Monday, Mar. 21, 1960

Just Like Algeria

Last fall, after Nasser and Jordan's King Hussein had seemingly patched up their quarrel and agreed to resume diplomatic relations, all went well until the United Arab Republic assigned a new man to head its consulate in Arab Jerusalem. His credentials, as if calculated to give offense, defined the post as in "the area west of the Jordan River which is occupied at present by the forces of The Hashemite Kingdom of Jordan." It has been part of Jordan for ten years.

Hussein's response to this diplomatic slight was to send the consul packing. Nasser's next move was to propose that the Arabs re-create an entity called Palestine, with its own army. What is left to the Arabs of what used to be Palestine, except for the Gaza Strip wedge that Nasser controls, has been absorbed into Jordan, adding an educated and restless population to what used to be a desert kingdom.

After a three-year spell of comparative quiescence, Nasser plainly wanted to follow an aggressively Arab-nationalist line in the Middle East. To do this, he was quite prepared to hot things up against Jordan and to make life miserable for Jordan's Premier Hazza Majali, 40, a sophisticated moderate who, before taking the premiership last spring, privately approached Nasser to assure himself of Cairo's benevolence. Now Majali found himself thunderously denounced by "Voice of the Arabs" as "a notorious old imperialist stooge." Not yet attacking King Hussein by name, Nasser himself charged last week in a Syrian speech that "the Amman rulers have yielded themselves to American and British imperialism to work against the Arab nation."

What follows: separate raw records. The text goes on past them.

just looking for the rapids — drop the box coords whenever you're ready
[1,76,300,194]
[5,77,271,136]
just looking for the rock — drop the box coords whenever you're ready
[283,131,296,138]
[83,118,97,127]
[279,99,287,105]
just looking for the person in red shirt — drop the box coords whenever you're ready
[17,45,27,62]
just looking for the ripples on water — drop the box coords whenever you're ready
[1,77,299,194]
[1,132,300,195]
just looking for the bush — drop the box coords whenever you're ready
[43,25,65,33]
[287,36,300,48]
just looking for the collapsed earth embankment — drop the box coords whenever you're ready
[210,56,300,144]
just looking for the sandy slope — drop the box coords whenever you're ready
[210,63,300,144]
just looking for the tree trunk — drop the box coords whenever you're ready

Nasser's ambitions are becoming clearer. Surrounding Israel on two sides, he would like to close the circle by creating a sort of provisional Palestine regime in the area now part of Jordan. The Palestine refugee movement, if noisy, has been ineffectual since the Arabs were beaten by Israel in 1949. Nasser wants to purge it of discredited oldtimers and replace them with a group of young militants who would stir up trouble as the rebel F.L.N. leaders do for Algeria. They would be backed by Cairo and run from Cairo. King Hussein was thus in for another showdown with Nasser. At such times he usually sends for his old troubleshooter, hard-nosed Samir Rifai, to take over as Premier. All Jordan was waiting for the luckless Premier Majali to step down.